In the Dinner Time trailer, the comedian said the only reason she appeared at the dinner in the first place was “because I love to write jokes and I thought it’d be very fun to write jokes about those people and then tell it to their faces.” These jokes included roasting Sanders’ morals but complimenting her makeup (“I think she’s very resourceful. Like, she burns facts, and then she uses the ash to create a perfect smoky eye”) and Kellyanne Conway’s Pinocchio-like ways (“You guys gotta stop putting Kellyanne on your shows. All she does is lie. It’s like that old saying: If a tree falls in the woods, how do we get Kellyanne under that tree? I’m not suggesting she get hurt, just stuck.”).

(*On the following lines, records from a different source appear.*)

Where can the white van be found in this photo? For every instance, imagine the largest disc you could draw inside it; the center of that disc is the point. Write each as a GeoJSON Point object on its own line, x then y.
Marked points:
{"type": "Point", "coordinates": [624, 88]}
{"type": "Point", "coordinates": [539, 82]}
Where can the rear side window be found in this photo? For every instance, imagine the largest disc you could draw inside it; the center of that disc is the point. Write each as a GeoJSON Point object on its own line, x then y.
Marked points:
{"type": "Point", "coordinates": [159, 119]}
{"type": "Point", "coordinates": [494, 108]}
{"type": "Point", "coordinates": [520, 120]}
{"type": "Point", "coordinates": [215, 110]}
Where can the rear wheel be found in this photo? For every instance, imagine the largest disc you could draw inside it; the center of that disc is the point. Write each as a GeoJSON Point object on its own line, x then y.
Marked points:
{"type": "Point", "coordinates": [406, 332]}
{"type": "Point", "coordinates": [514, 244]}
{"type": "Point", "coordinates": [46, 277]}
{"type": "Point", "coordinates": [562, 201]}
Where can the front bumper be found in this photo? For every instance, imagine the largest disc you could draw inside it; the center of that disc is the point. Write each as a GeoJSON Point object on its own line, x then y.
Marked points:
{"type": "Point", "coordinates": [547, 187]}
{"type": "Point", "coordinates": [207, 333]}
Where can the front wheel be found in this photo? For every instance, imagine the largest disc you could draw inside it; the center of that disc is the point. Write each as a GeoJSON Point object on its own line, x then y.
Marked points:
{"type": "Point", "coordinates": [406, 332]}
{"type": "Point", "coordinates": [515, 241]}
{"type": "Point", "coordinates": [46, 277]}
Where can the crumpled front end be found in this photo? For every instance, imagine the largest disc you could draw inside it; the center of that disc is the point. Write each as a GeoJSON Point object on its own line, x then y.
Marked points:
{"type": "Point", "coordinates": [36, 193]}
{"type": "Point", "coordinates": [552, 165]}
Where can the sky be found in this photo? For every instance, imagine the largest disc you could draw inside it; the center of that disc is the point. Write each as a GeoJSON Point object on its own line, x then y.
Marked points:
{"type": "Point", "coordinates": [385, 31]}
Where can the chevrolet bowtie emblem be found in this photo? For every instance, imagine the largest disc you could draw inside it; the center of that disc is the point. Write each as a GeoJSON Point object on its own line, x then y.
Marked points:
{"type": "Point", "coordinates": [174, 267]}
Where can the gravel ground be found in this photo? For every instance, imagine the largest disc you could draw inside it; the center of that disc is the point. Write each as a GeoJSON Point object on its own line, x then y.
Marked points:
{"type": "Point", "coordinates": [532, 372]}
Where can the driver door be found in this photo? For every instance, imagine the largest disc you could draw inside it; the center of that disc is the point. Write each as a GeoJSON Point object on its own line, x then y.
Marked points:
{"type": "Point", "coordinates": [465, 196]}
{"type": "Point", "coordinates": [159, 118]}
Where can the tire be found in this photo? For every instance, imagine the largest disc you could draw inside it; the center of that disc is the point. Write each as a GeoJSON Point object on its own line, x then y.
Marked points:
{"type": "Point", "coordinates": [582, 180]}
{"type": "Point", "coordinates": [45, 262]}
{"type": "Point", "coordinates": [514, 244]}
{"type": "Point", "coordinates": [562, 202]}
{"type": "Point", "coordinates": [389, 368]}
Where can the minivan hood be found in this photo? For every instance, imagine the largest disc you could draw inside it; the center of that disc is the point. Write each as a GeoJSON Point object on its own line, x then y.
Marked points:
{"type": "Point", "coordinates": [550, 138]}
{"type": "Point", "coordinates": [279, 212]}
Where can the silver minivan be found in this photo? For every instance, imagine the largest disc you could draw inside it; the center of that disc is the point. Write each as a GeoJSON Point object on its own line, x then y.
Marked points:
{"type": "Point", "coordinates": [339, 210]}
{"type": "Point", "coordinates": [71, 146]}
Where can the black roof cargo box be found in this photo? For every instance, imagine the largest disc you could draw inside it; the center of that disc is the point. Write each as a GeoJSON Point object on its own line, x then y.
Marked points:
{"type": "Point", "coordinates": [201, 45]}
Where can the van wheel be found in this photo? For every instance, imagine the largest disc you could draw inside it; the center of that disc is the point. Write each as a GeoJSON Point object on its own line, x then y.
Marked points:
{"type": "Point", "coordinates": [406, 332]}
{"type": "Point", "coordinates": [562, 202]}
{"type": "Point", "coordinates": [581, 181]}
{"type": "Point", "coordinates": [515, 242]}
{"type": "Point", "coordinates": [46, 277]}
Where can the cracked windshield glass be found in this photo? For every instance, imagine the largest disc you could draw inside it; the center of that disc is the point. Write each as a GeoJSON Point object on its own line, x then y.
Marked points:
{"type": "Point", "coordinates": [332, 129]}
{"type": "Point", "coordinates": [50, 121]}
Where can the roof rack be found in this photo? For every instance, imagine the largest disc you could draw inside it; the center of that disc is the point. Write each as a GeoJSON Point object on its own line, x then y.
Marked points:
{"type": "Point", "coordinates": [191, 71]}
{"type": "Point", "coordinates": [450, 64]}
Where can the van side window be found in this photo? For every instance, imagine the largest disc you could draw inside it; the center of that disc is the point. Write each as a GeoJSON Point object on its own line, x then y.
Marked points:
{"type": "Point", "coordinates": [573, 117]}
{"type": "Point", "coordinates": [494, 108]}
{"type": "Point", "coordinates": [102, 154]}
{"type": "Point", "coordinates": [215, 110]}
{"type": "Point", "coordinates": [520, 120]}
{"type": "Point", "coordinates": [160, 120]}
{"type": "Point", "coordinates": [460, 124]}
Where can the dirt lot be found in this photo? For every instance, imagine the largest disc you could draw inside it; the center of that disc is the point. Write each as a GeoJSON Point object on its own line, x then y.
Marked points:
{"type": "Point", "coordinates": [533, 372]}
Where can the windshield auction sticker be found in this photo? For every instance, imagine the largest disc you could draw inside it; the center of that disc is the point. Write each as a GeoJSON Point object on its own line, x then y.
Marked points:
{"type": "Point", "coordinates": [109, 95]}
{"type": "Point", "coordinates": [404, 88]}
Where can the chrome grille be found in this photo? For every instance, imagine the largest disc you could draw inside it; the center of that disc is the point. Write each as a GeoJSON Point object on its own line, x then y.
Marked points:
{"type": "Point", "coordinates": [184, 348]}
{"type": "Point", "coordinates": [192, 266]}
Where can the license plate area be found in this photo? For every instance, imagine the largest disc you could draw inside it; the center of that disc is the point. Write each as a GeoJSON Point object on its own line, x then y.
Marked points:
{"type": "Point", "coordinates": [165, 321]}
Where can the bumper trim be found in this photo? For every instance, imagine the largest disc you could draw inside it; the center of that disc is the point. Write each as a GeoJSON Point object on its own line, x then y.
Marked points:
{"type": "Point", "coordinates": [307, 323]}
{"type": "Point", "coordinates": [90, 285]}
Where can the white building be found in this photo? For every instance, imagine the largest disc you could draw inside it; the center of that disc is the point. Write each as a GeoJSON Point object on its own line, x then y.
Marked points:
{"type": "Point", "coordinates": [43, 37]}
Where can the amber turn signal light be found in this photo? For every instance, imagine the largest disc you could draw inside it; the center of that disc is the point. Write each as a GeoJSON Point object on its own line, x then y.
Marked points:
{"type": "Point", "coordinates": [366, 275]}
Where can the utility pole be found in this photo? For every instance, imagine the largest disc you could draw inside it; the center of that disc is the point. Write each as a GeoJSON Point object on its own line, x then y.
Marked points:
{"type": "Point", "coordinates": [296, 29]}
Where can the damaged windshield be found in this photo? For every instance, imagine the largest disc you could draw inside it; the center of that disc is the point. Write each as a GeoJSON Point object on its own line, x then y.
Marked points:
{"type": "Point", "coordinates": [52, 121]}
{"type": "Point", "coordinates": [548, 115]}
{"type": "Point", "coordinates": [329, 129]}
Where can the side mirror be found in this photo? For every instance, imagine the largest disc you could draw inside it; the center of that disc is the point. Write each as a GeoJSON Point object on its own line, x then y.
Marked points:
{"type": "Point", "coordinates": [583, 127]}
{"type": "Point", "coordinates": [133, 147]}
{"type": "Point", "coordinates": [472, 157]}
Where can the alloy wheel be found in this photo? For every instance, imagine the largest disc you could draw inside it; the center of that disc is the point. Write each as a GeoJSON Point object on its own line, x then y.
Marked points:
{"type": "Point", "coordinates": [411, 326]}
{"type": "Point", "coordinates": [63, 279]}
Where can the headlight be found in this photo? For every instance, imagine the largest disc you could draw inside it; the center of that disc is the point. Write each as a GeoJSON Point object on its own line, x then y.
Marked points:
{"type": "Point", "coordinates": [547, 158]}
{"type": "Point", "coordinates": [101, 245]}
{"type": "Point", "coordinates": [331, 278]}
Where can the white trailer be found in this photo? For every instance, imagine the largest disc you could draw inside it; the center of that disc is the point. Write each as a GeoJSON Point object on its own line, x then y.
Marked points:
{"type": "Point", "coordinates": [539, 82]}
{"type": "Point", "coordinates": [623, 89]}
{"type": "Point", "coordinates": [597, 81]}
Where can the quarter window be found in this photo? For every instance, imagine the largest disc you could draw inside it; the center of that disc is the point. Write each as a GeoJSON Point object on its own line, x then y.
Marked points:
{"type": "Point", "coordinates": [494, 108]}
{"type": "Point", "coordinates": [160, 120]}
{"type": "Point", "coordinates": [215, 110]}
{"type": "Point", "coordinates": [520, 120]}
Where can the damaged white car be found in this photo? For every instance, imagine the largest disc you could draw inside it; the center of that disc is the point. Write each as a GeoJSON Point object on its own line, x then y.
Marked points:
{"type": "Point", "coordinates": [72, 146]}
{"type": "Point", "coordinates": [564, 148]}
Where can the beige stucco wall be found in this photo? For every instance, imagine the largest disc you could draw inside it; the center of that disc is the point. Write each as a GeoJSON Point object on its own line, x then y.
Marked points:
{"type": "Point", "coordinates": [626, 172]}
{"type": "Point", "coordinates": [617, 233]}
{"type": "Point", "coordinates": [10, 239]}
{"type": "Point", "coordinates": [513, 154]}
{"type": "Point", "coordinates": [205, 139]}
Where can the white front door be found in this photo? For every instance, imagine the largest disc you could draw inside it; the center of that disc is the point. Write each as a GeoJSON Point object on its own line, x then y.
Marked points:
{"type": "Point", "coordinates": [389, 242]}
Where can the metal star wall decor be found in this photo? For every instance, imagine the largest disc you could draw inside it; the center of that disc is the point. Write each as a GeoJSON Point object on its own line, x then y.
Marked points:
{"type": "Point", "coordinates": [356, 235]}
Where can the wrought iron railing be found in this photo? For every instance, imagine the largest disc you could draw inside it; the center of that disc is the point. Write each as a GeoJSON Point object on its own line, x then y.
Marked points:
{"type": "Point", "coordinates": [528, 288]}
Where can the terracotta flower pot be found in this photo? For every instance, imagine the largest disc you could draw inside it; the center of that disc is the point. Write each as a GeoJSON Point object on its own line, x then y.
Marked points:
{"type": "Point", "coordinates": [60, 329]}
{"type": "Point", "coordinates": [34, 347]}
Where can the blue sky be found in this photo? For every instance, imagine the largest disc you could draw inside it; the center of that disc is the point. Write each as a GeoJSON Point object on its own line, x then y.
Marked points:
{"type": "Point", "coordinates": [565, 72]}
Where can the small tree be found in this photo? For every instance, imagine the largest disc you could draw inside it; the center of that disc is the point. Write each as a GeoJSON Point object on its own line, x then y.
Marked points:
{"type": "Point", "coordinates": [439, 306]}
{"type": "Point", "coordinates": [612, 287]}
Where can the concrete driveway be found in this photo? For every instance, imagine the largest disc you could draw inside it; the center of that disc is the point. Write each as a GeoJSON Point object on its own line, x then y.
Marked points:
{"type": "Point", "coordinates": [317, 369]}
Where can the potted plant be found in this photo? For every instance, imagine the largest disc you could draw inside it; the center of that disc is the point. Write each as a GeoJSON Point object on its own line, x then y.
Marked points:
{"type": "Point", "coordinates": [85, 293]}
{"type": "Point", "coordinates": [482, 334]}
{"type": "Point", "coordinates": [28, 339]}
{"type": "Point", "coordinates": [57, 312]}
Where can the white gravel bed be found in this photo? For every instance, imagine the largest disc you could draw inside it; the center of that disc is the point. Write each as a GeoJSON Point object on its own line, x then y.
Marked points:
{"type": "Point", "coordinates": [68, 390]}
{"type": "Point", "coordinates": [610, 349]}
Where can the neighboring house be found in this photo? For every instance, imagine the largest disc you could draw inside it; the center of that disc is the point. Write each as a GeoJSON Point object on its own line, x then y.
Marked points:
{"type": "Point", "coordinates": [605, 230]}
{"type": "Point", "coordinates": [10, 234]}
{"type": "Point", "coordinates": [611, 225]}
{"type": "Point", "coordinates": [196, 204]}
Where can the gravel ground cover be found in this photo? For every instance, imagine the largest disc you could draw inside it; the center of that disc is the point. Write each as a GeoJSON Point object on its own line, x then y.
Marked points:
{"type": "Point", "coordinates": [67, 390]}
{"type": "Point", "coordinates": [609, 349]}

That could have been the end of it. “I was never going to talk about the Correspondents’ Dinner ever again,” Wolf said. “I thought it was aging really well. But then Sarah Sanders wrote a book, and she talked about it, and I was like, well, if you’re going to talk about…” Sanders included a passage about the event in her 2020 memoir, Speaking for Myself: Faith, Freedom, and the Fight of Our Lives Inside the Trump White House, writing: “I debated walking out or perhaps even throwing my wineglass at her. But ultimately, I stayed in my seat and held my head high.”
Wolf’s jokes about Sanders were slammed as “filthy” and “incredibly disrespectful,” per the news broadcast clips included in the trailer. “I made a fat joke about Chris Christie — you’re not even supposed to be able to make fat jokes,” she said. “No one got mad at me for that one. And I’ll tell you what it is if you promise to keep it a secret.”